NURSEL AYDOĞAN: Bir öğretmen nasıl o kadar öğrencisini ölümle karşı karşıya bırakır da o şehri terk edebilir? Korkuyla şantajla öğretmenleri şehir dışına çıkarttınız.
NURETTİN YAŞAR: Ölü seviciler!
NURSEL AYDOĞAN: Nasıl?
NURETTİN YAŞAR: Ölü seviciler, ölü seviciler!
NURSEL AYDOĞAN: Ölü seviciler değil!
NURETTİN YAŞAR: Ölü seviciler!
NURSEL AYDOĞAN: Ölü seviciler değil! Sizsiniz ölü sevici! Öyle olmasa öğretmenleri ayırt edip…
İDRİS BALUKEN: Sayın Başkan, şunları bir susturun.
BAŞKAN: Sayın milletvekilleri, lütfen…
NURSEL AYDOĞAN: Öyle değil!
BAŞKAN: Sükunete davet ediyorum. Sayın Aydoğan, siz de Genel Kurula hitap edin efendim.
İDRİS BALUKEN: Daha bir kere Meclis kürsüsüne çıkmamışlar, sürekli oradan sataşıyorlar!
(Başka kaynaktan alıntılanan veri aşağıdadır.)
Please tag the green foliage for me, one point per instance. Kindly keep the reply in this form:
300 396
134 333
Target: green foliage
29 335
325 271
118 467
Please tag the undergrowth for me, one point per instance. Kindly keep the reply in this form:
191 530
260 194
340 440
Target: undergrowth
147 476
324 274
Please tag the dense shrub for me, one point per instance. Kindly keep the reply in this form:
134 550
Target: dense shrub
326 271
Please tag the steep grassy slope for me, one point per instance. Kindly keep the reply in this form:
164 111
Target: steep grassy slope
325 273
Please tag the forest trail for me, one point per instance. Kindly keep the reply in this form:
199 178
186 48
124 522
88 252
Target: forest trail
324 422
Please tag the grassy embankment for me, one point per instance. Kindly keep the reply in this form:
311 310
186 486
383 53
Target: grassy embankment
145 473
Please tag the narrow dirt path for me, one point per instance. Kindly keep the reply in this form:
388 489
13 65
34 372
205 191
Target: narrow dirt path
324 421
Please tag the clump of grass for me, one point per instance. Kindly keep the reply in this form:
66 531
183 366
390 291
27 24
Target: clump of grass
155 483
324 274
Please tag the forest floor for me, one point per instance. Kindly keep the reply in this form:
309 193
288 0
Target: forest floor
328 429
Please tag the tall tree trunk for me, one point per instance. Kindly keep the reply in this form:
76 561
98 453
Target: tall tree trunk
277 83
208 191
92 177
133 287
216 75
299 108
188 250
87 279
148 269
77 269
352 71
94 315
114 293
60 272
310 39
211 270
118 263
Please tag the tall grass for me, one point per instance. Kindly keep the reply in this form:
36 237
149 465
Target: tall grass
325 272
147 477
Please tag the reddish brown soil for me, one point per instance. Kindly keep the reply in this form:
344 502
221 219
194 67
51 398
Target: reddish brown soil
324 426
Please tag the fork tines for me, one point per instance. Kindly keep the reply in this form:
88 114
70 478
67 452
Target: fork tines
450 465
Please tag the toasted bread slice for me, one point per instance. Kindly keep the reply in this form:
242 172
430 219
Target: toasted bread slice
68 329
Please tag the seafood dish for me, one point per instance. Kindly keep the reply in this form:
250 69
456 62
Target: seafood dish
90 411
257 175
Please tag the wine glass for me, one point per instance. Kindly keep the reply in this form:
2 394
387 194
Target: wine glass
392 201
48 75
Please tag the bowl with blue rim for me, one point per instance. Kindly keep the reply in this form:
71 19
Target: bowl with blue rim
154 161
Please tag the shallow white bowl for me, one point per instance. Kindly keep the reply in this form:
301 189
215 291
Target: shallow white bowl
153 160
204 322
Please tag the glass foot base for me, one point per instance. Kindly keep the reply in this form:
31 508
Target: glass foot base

NURETTİN YAŞAR: Ölü seviciler!
BAŞKAN: Sayın milletvekilleri, lütfen Sayın Aydoğan'ı dinleyelim.
NURSEL AYDOĞAN: Cizre'ye de paletli tanklar girmiş. 28 Şubat’larda Ankara'da Mamak'ta tanklar gezerken hepiniz askeriyeye lanet okuyordunuz, küfür atıyordunuz, tanklar gezerken. (AK PARTİ sıralarından gürültüler) Şimdi, aynı tankları siz gezdiriyorsunuz. Anlaşılıyor ki siz tankların gezmesine karşı değilmişsiniz, siz "Bu tankları biz niye gezdirmiyoruz?" diye üzülüyormuşsunuz. Öyle olmasa şimdi o tanklar sivil insanların yaşadığı o şehir merkezlerinde dolaşmazdı. Sorgulayın biraz kendinizi. Biz 28 Şubatta da o şehirlerde o tankların gezmesine karşı çıkıyorduk, bugün de karşı çıkıyoruz (HDP sıralarından alkışlar) ama siz ne yaptınız? (AKP sıralarından gürültüler) Sayın Bakan, Sayın Maliye Bakanı bütçenin rakamlardan ibaret bir belge olmadığını söyledi. "Arkasında siyasi bir program vardır" dedi. Doğrudur, doğru bir tespit. Arkasında siyasal bir program var tabii ki. Nedir o siyasal program? Savaş programı.
HARUN KARACA: PKK'lılar.
NURSEL AYDOĞAN: Bakın bu katliamlar devam ederse, uyarıyoruz sizi (AKP sıralarından gürültüler) Türkiye'nin her tarafına eylemler yayılacak (AKP sıralarından "Başkan, tehdit ediyor" sesleri) kaos olacak bu ülkede. ‘Kaos olmayacak’ diye oy istediniz. Evet, "Kaos olmayacak" diye oy istediniz, "İç çatışma olmayacak" diye oy istediniz. (AKP sıralarından gürültüler) Şimdi, bu ülkeyi adım adım çatışmaya sürüklüyorsunuz.
HALİS DALKILIÇ: Bu nasıl bir üslup? Tehdit ediyor, tehdit.
NURSEL AYDOĞAN: Ama dün CHP gençliğinin, Kadıköy CHP gençliğinin güzel bir pankartı vardı. Evet, sokağa çıkma yasaklarıyla ilgili bir eylem yapmışlardı, kutluyorum onları. Ne diyorlardı eylemlerinde: "Doğuda güneş doğmadan, batıda sabah olmaz." Bunu aklınıza kazıyın, kazıyın! (AKP sıralarından gürültüler)
MUSTAFA YEL: Çok korktuk!
NURSEL AYDOĞAN: Doğuda güneş doğmadan, bu batıda sabah olmaz, olacaksa birlik ve kardeşlik olacak, olmayacaksa da siz bilirsiniz! (HDP sıralarından alkışlar)
HALİS DALKILIÇ: Bu üslupla mı kardeşlik olacak?